Stock 2: Rapid Synergy Bhd

Rapid Synergy Bhd has two segments: property investments and manufacturing of precision tools, dies, and moulds. After reporting a huge one-off loss in 2015, the company made a string of small profits where its highest profits recorded in its recent years was RM 5.2 million in 2020. Then, its profits declined to RM 1.7 million in the 18-month period of FY 2023. In the past 12 months, excluding RM 17.9 million in disposal gains of investment properties, it has incurred a net loss of RM 2.6 million. 

Obviously, Rapid Synergy Bhd is a small company. But, its stock price grew, from RM 5.90 in January 2020 to as high as RM 29.50 in end-2023. The company had grown its market capitalisation from RM 630+ million in 2020 to RM 3.15 billion by the end-2023. 

Wow! Imagine paying RM 3.15 billion to buy a company that (at most) makes as much as RM 5.2 million. Talk about a P/E Ratio of 600 to 1,000! 

That’s astronomical. But, for those who bought Rapid Synergy Bhd during 2020- 2023, what do you think is on their mind? Here, suffice to say, whatever they’re doing, it is definitely not investing. The numbers here do not make sense. Then, the inevitable happened. Its price fell freely down to RM 1.74 a share. 

Stock 3: Imaspro Corporation Bhd

Imaspro Corporation Bhd manufactures herbicides, insecticides, fungicides, and related specialty products. Since 2014, Imaspro had recorded a fall in both sales and earnings. Revenue fell, from RM 108.4 million in 2014 to RM 50.1 million in 2023. Earnings dropped from RM 9-10 million per year in 2014-2016 to RM 1.5- 2.5 million a year in 2021-2023. Despite its prolonged decline, Imaspro’s stock price had remained at RM 2+ per share in 2016-2021. In 2022, its stock price rose sharply to hit RM 6 in 2023. So, its market capitalisation has risen from RM 160 million to RM 480 million in just 1 year. Once again, we are looking at a P/E Ratio of 200. Just like the two stocks, it is a repeat of abnormalities. Stock price growth is unjustified. Hence, in 2024, its stock price fell to RM 1.41 a share within weeks. 

Key Lessons & Takeaways

Clearly, what happened isn’t an investor’s game. My hunch is: “people, who are into them, are not interested in business ownership but fast money”. It’s greed. And when I see illogical rises in stock prices that aren’t backed by fundamentals (sales, profits, cash flows, balance sheet … etc), I see heightening greed and the consequences to it are quite severe. 

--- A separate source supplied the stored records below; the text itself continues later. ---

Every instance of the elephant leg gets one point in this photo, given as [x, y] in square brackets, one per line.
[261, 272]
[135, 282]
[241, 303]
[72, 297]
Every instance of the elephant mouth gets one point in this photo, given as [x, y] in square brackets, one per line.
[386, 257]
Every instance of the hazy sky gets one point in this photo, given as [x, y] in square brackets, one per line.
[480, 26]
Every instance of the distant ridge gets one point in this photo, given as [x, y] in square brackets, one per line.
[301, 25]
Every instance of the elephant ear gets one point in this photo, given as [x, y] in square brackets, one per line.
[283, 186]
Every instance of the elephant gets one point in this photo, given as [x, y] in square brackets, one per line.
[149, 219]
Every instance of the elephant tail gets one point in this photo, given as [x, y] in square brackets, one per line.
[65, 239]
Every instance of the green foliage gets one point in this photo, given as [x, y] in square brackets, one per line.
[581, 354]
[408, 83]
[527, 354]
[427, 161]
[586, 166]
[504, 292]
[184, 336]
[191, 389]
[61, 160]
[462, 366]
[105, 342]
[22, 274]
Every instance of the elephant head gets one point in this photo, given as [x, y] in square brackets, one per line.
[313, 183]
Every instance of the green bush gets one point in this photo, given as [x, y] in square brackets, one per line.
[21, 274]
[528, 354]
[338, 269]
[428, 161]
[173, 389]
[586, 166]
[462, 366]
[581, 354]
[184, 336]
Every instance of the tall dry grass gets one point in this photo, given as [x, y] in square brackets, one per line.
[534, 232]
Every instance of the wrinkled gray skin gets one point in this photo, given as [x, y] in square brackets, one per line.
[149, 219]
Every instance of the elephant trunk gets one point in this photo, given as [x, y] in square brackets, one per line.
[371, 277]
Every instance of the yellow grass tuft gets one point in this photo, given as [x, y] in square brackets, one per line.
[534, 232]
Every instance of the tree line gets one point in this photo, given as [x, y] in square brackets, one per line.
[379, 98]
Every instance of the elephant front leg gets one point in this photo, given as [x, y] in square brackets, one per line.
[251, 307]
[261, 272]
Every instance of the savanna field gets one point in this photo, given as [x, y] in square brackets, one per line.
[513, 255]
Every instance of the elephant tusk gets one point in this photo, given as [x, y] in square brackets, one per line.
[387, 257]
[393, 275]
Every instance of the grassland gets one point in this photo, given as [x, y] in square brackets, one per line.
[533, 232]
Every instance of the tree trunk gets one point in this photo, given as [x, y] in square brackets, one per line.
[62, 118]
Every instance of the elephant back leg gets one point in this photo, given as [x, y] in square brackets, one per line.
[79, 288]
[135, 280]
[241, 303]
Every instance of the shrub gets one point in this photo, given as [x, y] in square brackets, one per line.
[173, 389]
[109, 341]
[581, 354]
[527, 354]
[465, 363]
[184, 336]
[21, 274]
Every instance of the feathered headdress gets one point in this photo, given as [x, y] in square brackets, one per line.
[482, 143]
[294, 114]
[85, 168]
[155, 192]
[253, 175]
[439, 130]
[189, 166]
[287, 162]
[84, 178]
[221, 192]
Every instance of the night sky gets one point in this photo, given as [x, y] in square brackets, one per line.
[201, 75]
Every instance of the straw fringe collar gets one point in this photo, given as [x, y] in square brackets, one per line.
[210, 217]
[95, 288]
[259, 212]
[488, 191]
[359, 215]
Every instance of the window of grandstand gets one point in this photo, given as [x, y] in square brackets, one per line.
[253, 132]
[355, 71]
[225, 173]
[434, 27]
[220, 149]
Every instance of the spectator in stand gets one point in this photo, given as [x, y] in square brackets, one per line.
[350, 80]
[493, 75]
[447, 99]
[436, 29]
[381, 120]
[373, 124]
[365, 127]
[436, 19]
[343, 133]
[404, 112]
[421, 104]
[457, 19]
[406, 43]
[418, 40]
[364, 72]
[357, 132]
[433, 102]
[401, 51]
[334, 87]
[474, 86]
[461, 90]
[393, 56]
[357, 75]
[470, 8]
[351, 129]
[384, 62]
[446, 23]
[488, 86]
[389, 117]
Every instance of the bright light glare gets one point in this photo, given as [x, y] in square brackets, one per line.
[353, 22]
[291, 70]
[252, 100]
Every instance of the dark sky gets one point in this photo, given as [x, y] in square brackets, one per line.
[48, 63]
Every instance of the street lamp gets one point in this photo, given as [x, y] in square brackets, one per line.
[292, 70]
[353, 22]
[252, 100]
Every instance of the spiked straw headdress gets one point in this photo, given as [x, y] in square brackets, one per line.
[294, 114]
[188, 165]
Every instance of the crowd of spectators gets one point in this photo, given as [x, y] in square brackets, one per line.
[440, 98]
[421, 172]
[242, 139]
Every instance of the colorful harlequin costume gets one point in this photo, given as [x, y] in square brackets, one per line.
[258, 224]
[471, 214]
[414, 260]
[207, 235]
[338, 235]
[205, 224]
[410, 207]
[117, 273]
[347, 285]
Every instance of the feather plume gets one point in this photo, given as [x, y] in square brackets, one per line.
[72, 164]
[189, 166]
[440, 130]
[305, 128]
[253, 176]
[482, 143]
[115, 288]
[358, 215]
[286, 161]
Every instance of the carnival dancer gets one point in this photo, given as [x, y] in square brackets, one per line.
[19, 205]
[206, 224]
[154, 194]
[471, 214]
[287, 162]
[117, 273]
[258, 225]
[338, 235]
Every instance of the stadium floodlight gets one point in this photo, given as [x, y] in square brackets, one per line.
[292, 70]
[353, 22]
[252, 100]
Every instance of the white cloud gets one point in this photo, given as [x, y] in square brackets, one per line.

How much money are you willing to “play” to have such “fun”?

Is it RM 5,000? RM 10,000? How about RM 20,000 for each stock? 

I don’t know about you. I don’t find this game exciting. What’s so exciting about losing fast money speculating stocks? As a member in our community, it is in all our best interests to refrain from the “double or nothing” mentality in investing in the stock market, or any markets. 

To conclude, I hope the above examples would serve as case studies that would encourage you to stay grounded and rooted in sound investment principles like:

  • Focus on solid businesses with economic moats. 
  • Find stocks that grow sales, profits & operating cash flows consistently. 
  • Find stocks with strong balance sheets (low debt + high cash). 
  • Do valuation and make sure you don’t overpay for these stocks. 
  • Be objective when it comes to portfolio weightage. 


If you can heed the 5 above, you should do fairly okay as an investor.